Hart Island
Stacy Szymaszek. Nightboat (UPNE, dist.), $15.95 trade paper (96p) ISBN 978-1-937658-34-2
Szymaszek (Hyperglossia), director of the Poetry Project at St. Mark's Church in New York City, offers a long meditation on the silent city that exists within greater New York City. In lines that are broken and jittery, almost nervous, readers explore what it means to exist anonymously in the world. Traversing Manhattan's East Village, Szymaszek's narrator gets the same breakfast daily, goes to work, goes home; the routine becomes a sort of erasure of self. Simultaneously, the narrator becomes aware of Hart Island, a small dot in Long Island Sound that serves as a potter's field where unclaimed bodies, and the bodies of those infected with terrible illness, are buried without notice by the inmates of Riker's Island.
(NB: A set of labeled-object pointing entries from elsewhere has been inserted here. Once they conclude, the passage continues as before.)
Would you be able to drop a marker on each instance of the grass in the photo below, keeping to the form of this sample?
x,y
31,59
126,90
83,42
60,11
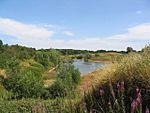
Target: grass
x,y
133,69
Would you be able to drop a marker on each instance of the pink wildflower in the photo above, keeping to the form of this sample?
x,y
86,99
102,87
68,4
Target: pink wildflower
x,y
101,92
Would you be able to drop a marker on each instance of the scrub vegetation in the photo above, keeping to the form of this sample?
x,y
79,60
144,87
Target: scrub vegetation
x,y
45,81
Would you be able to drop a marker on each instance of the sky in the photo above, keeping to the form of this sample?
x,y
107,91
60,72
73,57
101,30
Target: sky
x,y
76,24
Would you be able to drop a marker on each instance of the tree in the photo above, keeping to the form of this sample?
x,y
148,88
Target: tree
x,y
27,84
67,79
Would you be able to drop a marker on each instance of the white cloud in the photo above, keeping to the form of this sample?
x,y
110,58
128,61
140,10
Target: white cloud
x,y
40,37
68,33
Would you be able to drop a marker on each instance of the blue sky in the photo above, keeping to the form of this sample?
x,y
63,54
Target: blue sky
x,y
77,24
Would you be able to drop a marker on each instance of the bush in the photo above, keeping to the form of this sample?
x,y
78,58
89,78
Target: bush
x,y
27,84
67,79
58,89
133,70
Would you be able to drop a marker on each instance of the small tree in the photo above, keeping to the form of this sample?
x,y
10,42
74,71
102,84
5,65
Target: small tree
x,y
129,49
67,79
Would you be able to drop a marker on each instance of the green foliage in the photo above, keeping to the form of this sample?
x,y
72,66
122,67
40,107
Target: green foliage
x,y
4,94
58,89
69,74
67,79
87,56
27,84
134,71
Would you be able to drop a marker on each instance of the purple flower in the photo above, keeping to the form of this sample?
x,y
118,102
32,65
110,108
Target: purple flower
x,y
147,110
134,106
101,92
137,90
120,86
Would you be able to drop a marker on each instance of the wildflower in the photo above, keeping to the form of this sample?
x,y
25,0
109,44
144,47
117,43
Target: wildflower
x,y
134,106
91,111
147,110
109,103
137,102
101,92
137,90
120,86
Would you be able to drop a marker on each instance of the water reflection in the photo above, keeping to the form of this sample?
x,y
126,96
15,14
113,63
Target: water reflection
x,y
86,67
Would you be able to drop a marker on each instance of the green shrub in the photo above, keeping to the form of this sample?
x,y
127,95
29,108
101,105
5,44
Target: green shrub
x,y
27,84
4,94
58,89
67,79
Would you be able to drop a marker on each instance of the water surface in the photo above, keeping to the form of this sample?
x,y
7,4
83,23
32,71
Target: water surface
x,y
87,67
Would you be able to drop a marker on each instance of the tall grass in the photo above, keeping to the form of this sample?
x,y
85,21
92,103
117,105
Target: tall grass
x,y
133,71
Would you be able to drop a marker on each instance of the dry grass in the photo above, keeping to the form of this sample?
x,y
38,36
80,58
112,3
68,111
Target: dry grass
x,y
97,77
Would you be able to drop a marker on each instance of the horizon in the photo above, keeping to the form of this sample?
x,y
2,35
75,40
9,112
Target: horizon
x,y
80,25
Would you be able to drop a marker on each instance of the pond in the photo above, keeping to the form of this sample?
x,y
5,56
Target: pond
x,y
87,67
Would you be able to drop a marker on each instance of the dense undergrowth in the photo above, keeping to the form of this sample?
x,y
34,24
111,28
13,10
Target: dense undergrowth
x,y
126,88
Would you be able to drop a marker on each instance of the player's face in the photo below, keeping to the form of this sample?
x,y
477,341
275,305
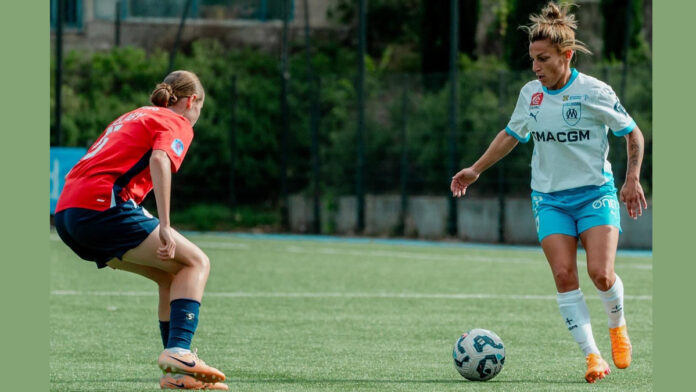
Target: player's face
x,y
551,67
192,113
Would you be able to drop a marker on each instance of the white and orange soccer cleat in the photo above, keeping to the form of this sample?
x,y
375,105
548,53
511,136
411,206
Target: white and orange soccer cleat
x,y
184,381
621,348
189,364
597,368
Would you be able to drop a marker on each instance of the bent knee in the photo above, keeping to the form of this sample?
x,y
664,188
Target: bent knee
x,y
198,260
566,280
602,278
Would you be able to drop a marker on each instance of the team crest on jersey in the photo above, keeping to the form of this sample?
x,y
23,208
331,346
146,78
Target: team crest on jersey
x,y
619,108
536,99
572,112
178,147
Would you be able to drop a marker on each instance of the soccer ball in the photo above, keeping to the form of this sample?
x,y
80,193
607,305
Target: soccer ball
x,y
479,355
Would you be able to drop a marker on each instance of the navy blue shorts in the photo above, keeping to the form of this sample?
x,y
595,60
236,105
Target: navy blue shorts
x,y
101,236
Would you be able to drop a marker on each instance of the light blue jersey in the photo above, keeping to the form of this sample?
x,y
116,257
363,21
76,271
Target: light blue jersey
x,y
569,127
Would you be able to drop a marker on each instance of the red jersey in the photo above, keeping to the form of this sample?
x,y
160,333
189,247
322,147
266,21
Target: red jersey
x,y
116,167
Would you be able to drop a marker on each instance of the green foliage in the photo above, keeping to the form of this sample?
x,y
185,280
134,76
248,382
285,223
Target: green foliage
x,y
615,14
516,41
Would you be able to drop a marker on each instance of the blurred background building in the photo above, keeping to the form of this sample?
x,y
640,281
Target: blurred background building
x,y
320,118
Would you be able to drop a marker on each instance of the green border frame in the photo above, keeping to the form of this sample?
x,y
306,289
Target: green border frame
x,y
673,100
24,285
24,31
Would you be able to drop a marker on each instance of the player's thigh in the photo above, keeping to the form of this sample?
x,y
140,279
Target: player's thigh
x,y
159,276
561,253
187,254
600,243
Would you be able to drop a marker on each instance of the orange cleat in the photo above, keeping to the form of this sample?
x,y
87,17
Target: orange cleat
x,y
597,368
184,381
621,348
189,364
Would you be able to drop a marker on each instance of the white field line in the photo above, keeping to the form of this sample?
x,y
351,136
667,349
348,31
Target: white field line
x,y
430,257
335,295
392,254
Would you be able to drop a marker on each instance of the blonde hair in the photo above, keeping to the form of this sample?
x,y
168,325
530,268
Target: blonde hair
x,y
176,85
557,25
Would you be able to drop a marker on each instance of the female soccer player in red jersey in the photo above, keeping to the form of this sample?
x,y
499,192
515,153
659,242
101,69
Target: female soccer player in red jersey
x,y
99,217
569,114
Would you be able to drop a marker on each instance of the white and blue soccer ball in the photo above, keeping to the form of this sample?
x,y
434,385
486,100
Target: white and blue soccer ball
x,y
479,355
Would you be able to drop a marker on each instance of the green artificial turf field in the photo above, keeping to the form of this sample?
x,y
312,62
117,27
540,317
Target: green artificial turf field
x,y
315,314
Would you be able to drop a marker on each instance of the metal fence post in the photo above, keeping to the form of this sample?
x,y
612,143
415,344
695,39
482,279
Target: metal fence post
x,y
360,192
284,78
117,25
404,160
313,85
452,151
233,139
501,165
59,70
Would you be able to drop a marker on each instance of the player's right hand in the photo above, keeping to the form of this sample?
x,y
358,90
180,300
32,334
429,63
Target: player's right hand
x,y
462,180
167,249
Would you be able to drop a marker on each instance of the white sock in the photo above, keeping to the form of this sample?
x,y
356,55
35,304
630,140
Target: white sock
x,y
613,303
576,318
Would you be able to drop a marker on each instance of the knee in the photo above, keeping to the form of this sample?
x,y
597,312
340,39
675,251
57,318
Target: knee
x,y
200,261
566,279
603,278
164,281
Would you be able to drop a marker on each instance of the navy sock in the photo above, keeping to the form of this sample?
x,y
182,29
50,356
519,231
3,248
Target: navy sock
x,y
183,320
164,332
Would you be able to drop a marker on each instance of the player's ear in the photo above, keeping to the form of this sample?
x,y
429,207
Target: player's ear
x,y
190,100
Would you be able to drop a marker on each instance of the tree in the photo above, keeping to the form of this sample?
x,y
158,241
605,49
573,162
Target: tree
x,y
516,41
435,35
614,32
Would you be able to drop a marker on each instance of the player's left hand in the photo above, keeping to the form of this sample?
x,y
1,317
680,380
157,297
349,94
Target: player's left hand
x,y
634,199
167,248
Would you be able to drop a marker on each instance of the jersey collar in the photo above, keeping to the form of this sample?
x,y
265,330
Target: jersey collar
x,y
573,75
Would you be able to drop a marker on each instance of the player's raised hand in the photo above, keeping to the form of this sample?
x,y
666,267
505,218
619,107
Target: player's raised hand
x,y
167,249
634,199
462,180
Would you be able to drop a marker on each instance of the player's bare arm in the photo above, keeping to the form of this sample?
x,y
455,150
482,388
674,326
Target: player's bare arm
x,y
632,192
161,173
499,148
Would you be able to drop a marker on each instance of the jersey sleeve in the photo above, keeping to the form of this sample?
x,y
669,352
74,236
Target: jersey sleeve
x,y
174,137
517,126
608,109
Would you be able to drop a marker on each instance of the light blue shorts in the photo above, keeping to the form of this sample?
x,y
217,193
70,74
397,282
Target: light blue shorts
x,y
573,211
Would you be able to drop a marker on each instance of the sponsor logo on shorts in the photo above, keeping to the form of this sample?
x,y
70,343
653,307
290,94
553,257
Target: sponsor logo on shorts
x,y
606,202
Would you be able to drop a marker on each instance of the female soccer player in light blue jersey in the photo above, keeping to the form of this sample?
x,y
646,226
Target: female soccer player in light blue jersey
x,y
568,115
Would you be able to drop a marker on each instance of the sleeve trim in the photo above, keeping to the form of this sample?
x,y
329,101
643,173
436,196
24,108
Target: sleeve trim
x,y
625,131
516,136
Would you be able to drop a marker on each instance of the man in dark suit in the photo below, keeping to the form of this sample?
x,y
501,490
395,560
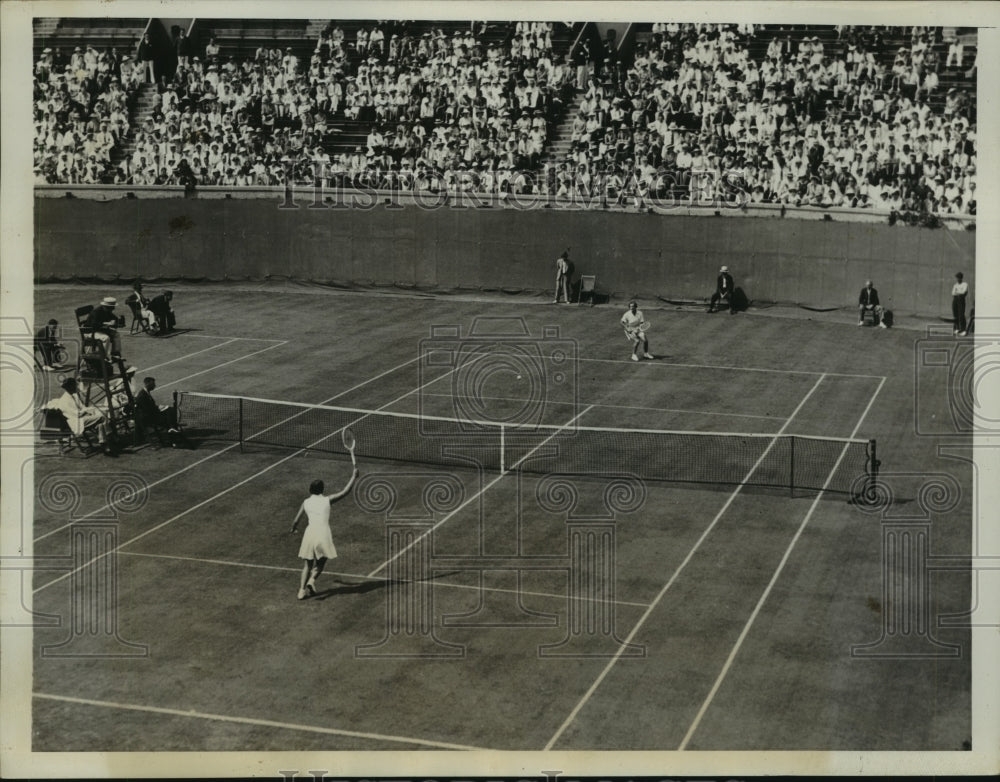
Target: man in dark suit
x,y
161,308
723,291
868,301
148,414
105,324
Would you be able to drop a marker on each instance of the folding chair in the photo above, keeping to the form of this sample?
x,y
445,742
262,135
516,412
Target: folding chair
x,y
147,425
55,428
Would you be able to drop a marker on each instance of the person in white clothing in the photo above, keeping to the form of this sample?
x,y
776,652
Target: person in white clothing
x,y
79,416
959,293
562,277
317,541
632,322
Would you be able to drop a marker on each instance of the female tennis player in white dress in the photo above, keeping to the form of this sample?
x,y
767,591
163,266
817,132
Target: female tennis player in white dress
x,y
317,541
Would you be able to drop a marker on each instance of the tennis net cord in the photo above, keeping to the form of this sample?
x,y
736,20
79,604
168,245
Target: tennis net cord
x,y
789,461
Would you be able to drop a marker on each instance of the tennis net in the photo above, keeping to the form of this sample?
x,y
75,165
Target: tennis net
x,y
839,465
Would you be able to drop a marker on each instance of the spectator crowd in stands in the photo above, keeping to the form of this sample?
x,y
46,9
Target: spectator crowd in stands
x,y
827,123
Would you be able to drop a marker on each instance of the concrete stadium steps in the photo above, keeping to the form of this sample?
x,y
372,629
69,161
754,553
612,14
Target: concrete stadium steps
x,y
146,99
66,33
559,137
345,135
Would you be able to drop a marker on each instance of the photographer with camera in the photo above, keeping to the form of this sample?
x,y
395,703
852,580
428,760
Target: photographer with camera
x,y
105,324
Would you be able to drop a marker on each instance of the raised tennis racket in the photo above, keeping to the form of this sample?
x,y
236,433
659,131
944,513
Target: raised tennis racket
x,y
349,443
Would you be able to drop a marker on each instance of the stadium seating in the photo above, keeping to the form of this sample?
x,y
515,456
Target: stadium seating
x,y
829,117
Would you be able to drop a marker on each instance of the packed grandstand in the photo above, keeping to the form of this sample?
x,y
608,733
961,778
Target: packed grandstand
x,y
847,117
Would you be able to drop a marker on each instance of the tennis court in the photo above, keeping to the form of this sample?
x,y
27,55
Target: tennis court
x,y
574,584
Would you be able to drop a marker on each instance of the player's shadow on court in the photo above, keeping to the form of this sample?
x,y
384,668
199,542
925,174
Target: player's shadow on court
x,y
362,587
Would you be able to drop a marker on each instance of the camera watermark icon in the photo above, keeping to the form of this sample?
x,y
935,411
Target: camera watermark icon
x,y
23,356
89,573
906,504
414,504
955,377
496,374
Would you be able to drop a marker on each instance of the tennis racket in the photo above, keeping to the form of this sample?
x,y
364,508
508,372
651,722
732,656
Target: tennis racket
x,y
349,443
631,333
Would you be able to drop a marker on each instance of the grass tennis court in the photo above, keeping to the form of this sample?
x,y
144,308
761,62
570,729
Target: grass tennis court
x,y
733,609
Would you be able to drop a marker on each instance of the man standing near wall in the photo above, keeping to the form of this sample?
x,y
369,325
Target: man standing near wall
x,y
868,301
562,277
959,292
146,58
723,291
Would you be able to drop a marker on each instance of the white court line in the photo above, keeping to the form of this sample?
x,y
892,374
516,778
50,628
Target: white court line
x,y
219,336
690,555
613,407
774,579
226,363
661,363
129,496
201,715
445,584
234,486
188,355
479,493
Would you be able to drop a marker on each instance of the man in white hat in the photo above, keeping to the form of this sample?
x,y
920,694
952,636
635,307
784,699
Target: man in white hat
x,y
723,291
105,323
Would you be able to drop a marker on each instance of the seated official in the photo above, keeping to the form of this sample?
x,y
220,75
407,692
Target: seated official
x,y
723,291
46,343
142,304
105,324
149,414
79,416
868,302
164,313
124,392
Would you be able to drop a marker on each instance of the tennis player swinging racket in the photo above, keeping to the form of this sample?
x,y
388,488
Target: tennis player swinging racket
x,y
635,326
317,542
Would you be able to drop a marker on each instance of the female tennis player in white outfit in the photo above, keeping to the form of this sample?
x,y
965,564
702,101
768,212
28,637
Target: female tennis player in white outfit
x,y
317,542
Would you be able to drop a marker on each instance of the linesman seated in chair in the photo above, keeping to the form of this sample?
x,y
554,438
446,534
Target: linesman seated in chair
x,y
141,304
79,416
868,302
151,416
105,324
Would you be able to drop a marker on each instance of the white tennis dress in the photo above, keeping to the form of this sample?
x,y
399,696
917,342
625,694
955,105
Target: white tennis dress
x,y
317,541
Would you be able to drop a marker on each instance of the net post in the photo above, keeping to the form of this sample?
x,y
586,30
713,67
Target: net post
x,y
791,466
873,464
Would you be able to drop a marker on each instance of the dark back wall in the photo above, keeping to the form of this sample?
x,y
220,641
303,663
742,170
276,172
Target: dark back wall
x,y
674,256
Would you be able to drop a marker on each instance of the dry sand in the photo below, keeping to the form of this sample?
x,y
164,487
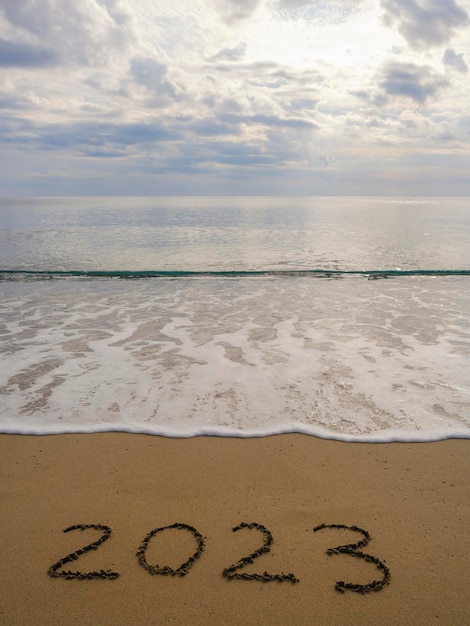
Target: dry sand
x,y
413,499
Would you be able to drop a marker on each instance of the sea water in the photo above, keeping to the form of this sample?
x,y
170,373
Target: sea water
x,y
346,318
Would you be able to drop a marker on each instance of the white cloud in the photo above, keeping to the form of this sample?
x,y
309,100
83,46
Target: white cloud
x,y
411,81
139,96
455,61
425,23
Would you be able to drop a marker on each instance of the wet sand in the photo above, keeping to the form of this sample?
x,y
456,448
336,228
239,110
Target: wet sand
x,y
413,500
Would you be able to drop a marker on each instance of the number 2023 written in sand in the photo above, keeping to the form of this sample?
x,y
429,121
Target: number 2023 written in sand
x,y
233,572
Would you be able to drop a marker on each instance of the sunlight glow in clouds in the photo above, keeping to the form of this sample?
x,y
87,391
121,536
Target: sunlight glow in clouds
x,y
234,96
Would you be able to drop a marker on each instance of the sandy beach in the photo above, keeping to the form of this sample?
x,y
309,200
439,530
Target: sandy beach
x,y
412,499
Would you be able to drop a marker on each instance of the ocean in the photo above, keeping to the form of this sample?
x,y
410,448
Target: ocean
x,y
340,317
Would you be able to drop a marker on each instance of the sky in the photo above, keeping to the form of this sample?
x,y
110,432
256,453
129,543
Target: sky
x,y
227,97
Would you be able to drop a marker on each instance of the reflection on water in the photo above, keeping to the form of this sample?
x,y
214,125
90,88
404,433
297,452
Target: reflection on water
x,y
234,233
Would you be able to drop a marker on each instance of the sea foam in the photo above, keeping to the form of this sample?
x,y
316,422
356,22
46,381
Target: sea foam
x,y
350,359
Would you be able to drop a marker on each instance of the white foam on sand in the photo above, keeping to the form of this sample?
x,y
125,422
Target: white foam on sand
x,y
349,359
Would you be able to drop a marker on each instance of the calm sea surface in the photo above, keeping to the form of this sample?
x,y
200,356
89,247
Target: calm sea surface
x,y
339,317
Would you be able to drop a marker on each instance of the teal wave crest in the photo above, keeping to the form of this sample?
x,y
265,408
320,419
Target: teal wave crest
x,y
140,274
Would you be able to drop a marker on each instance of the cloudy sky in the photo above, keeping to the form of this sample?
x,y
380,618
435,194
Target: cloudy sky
x,y
199,97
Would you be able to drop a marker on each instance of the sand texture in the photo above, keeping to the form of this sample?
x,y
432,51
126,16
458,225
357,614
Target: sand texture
x,y
412,499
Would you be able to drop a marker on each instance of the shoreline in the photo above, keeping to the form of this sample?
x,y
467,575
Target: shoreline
x,y
412,498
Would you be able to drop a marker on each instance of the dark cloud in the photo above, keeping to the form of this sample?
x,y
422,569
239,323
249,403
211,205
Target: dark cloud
x,y
455,61
425,23
23,55
412,81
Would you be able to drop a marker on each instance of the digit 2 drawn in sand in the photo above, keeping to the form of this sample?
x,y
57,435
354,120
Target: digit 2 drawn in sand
x,y
166,570
73,556
353,550
231,572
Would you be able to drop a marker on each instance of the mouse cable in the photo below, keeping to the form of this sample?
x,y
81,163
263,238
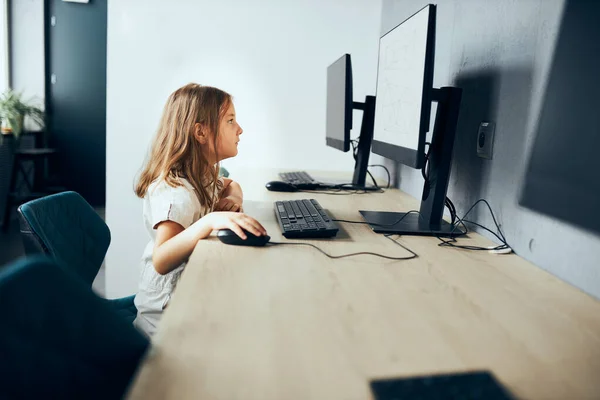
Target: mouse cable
x,y
413,254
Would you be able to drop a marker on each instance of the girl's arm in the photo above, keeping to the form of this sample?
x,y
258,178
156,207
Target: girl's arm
x,y
231,198
174,244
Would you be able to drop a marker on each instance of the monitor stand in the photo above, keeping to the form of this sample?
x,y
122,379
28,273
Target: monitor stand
x,y
364,141
429,220
361,163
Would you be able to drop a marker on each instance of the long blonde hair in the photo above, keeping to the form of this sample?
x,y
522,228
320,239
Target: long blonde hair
x,y
176,152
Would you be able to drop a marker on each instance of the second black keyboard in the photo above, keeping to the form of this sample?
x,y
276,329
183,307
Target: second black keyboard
x,y
300,179
304,219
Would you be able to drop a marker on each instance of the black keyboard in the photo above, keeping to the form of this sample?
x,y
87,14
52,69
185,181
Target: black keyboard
x,y
476,385
304,219
300,179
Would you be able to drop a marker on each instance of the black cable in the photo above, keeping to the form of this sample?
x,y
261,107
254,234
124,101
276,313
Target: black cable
x,y
375,224
373,179
352,254
386,171
500,235
460,221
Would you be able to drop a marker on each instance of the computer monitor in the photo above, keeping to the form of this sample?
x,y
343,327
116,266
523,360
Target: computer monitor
x,y
561,177
402,115
340,105
404,89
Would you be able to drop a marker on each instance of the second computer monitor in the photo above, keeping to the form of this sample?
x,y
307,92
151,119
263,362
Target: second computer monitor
x,y
404,84
339,104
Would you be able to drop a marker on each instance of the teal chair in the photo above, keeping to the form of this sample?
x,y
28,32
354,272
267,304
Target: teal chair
x,y
58,339
65,227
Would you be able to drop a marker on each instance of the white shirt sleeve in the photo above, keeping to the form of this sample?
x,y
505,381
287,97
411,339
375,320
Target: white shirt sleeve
x,y
169,203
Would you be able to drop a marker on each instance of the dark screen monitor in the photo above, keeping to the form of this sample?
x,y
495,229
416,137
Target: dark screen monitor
x,y
562,176
339,103
404,87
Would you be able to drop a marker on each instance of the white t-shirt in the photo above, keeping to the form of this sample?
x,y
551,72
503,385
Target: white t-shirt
x,y
162,203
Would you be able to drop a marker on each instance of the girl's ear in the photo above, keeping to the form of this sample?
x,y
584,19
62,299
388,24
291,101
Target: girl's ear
x,y
200,133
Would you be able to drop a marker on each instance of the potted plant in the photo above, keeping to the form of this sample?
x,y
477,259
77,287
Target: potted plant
x,y
13,111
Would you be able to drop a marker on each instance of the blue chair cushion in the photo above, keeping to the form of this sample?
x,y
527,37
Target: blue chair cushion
x,y
60,340
70,230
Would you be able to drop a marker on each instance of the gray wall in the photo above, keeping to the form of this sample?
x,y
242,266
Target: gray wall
x,y
499,52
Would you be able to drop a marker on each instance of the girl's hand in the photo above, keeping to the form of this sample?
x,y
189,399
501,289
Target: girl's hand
x,y
228,204
237,222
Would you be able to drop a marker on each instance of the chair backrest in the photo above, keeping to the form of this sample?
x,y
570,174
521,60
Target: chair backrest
x,y
65,227
60,340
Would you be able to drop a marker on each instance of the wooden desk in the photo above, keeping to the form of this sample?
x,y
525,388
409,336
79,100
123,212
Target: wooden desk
x,y
289,323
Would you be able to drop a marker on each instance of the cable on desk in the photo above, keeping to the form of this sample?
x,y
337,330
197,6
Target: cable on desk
x,y
459,221
376,224
413,254
499,235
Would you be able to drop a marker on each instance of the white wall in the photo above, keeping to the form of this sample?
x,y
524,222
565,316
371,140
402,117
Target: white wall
x,y
271,55
27,47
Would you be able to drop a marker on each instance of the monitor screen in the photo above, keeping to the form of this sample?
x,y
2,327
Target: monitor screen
x,y
404,84
339,103
561,178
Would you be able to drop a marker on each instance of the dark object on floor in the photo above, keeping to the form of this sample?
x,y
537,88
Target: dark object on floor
x,y
60,340
36,188
65,227
478,385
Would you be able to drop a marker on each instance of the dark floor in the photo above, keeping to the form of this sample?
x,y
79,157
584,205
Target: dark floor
x,y
11,248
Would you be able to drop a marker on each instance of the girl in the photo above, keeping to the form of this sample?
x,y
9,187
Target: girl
x,y
184,200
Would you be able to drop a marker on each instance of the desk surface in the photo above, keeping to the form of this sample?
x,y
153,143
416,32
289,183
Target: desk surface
x,y
286,322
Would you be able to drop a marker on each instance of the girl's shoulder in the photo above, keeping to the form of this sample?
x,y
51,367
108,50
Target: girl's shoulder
x,y
160,188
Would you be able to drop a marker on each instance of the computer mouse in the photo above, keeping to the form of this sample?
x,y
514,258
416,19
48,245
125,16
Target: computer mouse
x,y
228,236
280,186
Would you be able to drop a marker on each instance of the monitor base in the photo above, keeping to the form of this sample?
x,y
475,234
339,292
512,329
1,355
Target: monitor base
x,y
407,224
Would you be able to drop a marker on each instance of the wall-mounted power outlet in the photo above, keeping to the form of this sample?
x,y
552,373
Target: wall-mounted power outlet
x,y
485,140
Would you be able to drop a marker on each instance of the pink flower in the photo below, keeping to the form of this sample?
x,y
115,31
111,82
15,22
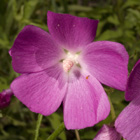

What are readers to make of a city that dumps its paupers and strangers unceremoniously on an island locked away from everyone but prisoners? The forgotten bury the forgotten. If New York City is a space where there are too many stories to pick out just one, does that mean every person is forgotten? Szymaszek's poetry is an attempt to answer these questions, but maybe this is too enormous a project. The broken lines offer glimpses, but the reader is on the other side of a locked fence, staring into the questions, and finding only silence. (May)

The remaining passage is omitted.